Introduction

Designing sensors with higher efficiency depends on the development of novel materials to improve both the recognition and transduction steps. Studies have shown that labeling biomolecules with noble metal NPs results in highly sensitive and specific bioassays, while maintaining the bioactivity of the biomarker1,2,3. Such NPs can also help improve signal detection for low concentration of analytes.

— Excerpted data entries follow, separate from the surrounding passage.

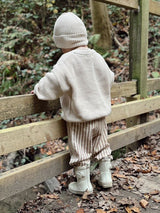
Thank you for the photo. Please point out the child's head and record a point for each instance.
(69, 31)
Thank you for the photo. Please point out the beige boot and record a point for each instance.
(105, 178)
(83, 180)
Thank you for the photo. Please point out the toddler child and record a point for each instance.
(82, 80)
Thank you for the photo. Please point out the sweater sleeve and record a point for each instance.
(48, 88)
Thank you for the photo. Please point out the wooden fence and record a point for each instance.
(20, 137)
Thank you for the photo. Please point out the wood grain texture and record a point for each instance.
(21, 105)
(133, 4)
(20, 137)
(133, 108)
(24, 177)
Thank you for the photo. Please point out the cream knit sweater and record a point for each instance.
(82, 80)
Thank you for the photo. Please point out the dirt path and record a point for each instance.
(136, 188)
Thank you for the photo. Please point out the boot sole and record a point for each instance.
(80, 192)
(109, 185)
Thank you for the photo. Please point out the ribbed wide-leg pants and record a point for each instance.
(88, 140)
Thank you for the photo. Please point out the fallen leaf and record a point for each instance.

Gold nanoparticles (AuNPs) are the most commonly used labels in sensor studies because of their intriguing size dependent electrical, optical, magnetic, and chemical properties as well as their ease of synthesis and surface functionalization4,5. Being redox active, AuNPs provide the possibility for miniaturizing the sensing devices to nanoscales, offering excellent prospects for chemical and biological sensing. They also provide a suitable platform for multifunctionalization with a wide range of organic or biological ligands for selective detection of biomarkers6.

As a result, broad potential of AuNPs for signal amplification in antibody (Ab) – antigen (Ag) reaction events on simple, ultrasensitive, multiplexed immunosensors become apparent7. AuNP conjugation with different proteins is well studied in the literature but the mechanisms behind the process are poorly understood8,9,10,11. Therefore, special attention is needed to ensure the quality of the end product. Different protocols were thus tested in this study to confer a controlled immobilization of antibody on the surface, while maintaining the activity of the bounded antibody. With the developed and discussed technique herein, a simple solution has been modeled to be used for measuring serum levels of biomarkers in single and/or multiplexed sensor systems12,13.

Results and Discussion

Characterization of AuNPs

The sodium citrate in the AuNP preparation procedure behaves as a reducing agent. It also provides the negative surface charge around the AuNPs, needed to repel the particles and restrain any aggregation. The concentration of gold salt and trisodium citrate as well as the temperature and mixing rate are main factors defining the size-distribution of the synthesized colloidal gold nanoparticles14.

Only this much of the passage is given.